See how smooth the graph is. Based on this chart, I am tempted to say that the rolling returns over a 15 year investment period is almost predictable but I will not, because it is incorrect to say that equity market is predictable. But the data tells us one thing for sure - The risk is much lower. The standard deviation of 15 year rolling returns of the Sensex is only 2%.

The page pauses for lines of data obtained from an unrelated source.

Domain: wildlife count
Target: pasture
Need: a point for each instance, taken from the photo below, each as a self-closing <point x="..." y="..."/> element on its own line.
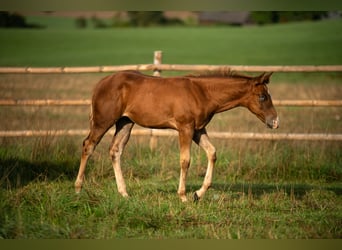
<point x="261" y="189"/>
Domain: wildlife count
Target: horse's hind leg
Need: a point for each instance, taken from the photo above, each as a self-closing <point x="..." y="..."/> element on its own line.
<point x="202" y="139"/>
<point x="120" y="139"/>
<point x="89" y="144"/>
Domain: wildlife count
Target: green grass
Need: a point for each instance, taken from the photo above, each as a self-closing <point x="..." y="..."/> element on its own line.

To understand what 2% standard deviation of Sensex 15 years rolling returns really means for the investor, apart from the obvious fact that the risk is very low, let us quantify the loss probability. Fortunately or unfortunately we have to go back to the bell curve (normal distribution). Before we go there, please not that the average annualized 15 rolling returns of the Sensex over the last 25 years was 13%. 13% average returns and 2% standard deviation means that you make a loss only when the return is less than 6.5 standard deviations from the average returns. Investors who work in the manufacturing, technology and technology enabled sectors among others would be able to understand, the huge importance of 6.5 standard deviations from average. It is 6-sigma; which in manufacturing parlance means, zero defects. To translate this for readers who are not familiar with 6-sigma, it means that if you have a 15 year investment horizon the probability of loss is effectively zero.
While, 6-sigma with respect to capital protection is comforting, I, as an investor, am more interested in whether Sensex could give more than risk free returns, if I have 15 year investment horizon. At the end of the day, if I was only concerned about protection, then I had multiple avenues of earning risk free returns. Therefore, what I am interested in knowing is that, if I am taking a risk with equities and have a long investment horizon, what is probability of earning more than risk free returns?

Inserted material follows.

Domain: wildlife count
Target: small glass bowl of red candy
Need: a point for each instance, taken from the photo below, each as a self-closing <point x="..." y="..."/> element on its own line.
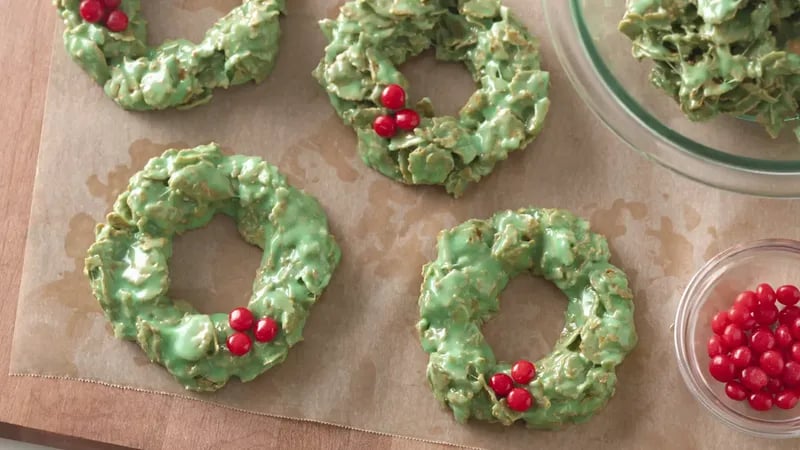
<point x="737" y="337"/>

Over the last nearly 20 years the average 10 year Government Bond yield has been about 8.2%. The 10 year Government Bond yield is usually taken as the risk free rate. What is the probability that Sensex would give more than the risk free rate, if I had a 15 year investment horizon? Recall the average annualized 15 year rolling return of the Sensex was 13% and the standard deviation of 15 year rolling return was 2%. If you refer to the bell curve or normal distribution curve, the probability of getting more than risk free returns is 97%. Now, is not that interesting? Remember every extra percentage of return that you get, grows your wealth exponentially over a long investment horizon, through the power of compounding.
In this post, we have discussed the risk of the Sensex returns for different investment tenures over the last 25 years. Let us recap the volatilities (standard deviations) of Sensex rolling returns over different investment tenures in the last 25 years.
We have observed that the volatility or risk goes down as the investment tenure gets longer. The observations are consistent across investment tenures and this validates what my fund manager friend told me. The risk of equity investment goes down with investment tenures. Your investment tenure should be determined by your financial plan and not what the market is doing. We have crunched a lot of data in this analysis, but all this data crunching essentially reinforces the two age old virtues involved in equity investing, patience and discipline.